Sauté mushrooms. Heat the oil in a large skillet over medium-high heat. The skillet will hold everything, including the pasta, so you’re better off erring on the side of a too-large skillet. Once the oil is hot, add the mushrooms and let sear, without stirring, for 3 to 5 minutes. This will brown the mushrooms, adding flavor. Give everything a stir to flip over the mushrooms, sprinkle with salt and pepper to flavor, and continue cooking until the mushrooms are golden with blackened flecks. It’s all about generating flavor from the searing action of the heat.

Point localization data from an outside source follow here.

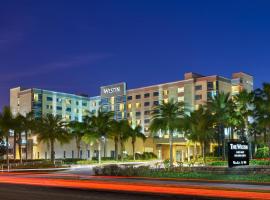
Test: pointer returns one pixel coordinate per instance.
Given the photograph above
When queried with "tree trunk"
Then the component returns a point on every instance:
(203, 151)
(116, 148)
(171, 149)
(105, 148)
(15, 146)
(7, 151)
(20, 147)
(133, 148)
(26, 146)
(78, 145)
(264, 137)
(52, 152)
(195, 151)
(99, 152)
(122, 150)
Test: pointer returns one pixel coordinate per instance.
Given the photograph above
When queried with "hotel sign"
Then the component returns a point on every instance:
(238, 154)
(113, 90)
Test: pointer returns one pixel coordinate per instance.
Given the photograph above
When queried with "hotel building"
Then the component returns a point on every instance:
(132, 104)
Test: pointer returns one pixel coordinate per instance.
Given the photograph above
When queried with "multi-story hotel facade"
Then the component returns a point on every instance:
(135, 105)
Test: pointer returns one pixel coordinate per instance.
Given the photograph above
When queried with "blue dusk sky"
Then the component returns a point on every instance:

Add broccoli shreds and season. Add the ribbons of broccoli and stir to combine. Being so thin, they’ll cook very quickly, in probably a minute or so. When the ribbons are done, add the garlic, rosemary, sage, more salt and pepper, and stir, cooking until fragrant. Remove from the heat to prevent burning the garlic.

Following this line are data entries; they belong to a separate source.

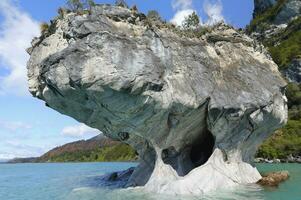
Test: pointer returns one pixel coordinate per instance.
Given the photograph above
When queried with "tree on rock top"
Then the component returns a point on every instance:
(79, 5)
(191, 22)
(154, 15)
(75, 5)
(121, 3)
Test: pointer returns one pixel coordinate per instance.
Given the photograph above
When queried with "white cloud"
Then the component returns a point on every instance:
(17, 149)
(181, 4)
(213, 10)
(79, 131)
(16, 32)
(183, 9)
(14, 126)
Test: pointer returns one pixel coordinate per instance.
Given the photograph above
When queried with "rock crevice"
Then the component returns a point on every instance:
(194, 110)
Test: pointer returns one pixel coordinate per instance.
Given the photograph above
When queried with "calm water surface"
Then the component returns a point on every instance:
(80, 181)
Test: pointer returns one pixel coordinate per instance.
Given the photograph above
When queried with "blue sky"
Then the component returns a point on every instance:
(27, 126)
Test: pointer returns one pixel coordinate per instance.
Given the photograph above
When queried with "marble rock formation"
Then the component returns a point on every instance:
(194, 108)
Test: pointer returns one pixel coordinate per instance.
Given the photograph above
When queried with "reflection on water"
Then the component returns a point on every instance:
(84, 181)
(98, 186)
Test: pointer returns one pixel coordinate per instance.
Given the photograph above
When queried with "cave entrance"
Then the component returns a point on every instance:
(202, 149)
(192, 156)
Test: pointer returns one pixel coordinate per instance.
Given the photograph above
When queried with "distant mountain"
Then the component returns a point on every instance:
(3, 160)
(96, 149)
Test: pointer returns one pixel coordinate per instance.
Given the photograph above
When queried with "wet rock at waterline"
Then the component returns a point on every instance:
(273, 179)
(195, 109)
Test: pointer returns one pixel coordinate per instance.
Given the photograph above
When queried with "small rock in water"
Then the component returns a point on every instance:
(273, 179)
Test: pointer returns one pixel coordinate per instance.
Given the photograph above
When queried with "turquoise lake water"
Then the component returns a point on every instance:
(80, 181)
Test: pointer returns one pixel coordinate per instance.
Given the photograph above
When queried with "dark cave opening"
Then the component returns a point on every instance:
(192, 156)
(202, 149)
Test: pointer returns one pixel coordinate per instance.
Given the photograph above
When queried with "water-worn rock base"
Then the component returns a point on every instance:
(273, 179)
(194, 108)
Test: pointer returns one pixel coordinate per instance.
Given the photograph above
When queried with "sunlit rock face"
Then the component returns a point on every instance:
(285, 12)
(195, 109)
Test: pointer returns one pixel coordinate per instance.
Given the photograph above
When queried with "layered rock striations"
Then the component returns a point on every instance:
(195, 109)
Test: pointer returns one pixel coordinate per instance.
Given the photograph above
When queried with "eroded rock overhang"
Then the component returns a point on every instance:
(191, 107)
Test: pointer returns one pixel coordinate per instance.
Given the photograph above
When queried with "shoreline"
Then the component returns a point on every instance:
(289, 159)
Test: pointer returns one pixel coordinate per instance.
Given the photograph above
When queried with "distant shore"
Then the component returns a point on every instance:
(289, 159)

Boil pasta. Bring a large kettle of salted water to a boil and add the pasta, stirring to prevent it from sticking together.
Add broccoli florets. The key is to add the florets about 2 minutes before the pasta is done. With fresh-made pasta, that’s after about 2 minutes of boiling pasta (fresh pasta is fast); check the timing directions for store-bought pasta to determine when to add the florets. You want the florets to cook, but retain some crunch.
Drain pasta. Before draining, use a measuring cup to scoop out about 1/2 cup of the pasta water. Simply dip it into the pan and let water run into the cup. Drain pasta in a colander.
Combine. Place the mushroom mixture over medium-high heat and add the pasta water, stirring to combine. It’ll start simmering in about 30 seconds, which is the cue to add the drained pasta. Stir the pasta, gently so you don’t break it apart, until the mushrooms and broccoli shreds are mixed in. Since you just drained the pasta, it’ll be plenty hot, so you don’t have to worry about heating the pasta through.
Serve. Divide the pasta mixture among warmed bowls (we just place them in the oven on warm when we start heating the water for the pasta), sprinkle with a goodly amount of cheese, and a sprinkling of salt (we used a crunchy finishing salt, but a bit of kosher salt will be fine), and pepper, and serve immediately.
We loved this dish. It seemed to get better and more satisfying with each bite. We liked the fact that the fresh pasta had a smooth, soft texture, while the florets, stayed a bit crunchy, and the mushrooms were slightly chewy. The combination of rosemary and sage is always good, and it seems to pair well for a dish in the fall. And, of course, how can you go wrong with freshly grated Parmesan cheese? Well, you can’t, so an easy five stars.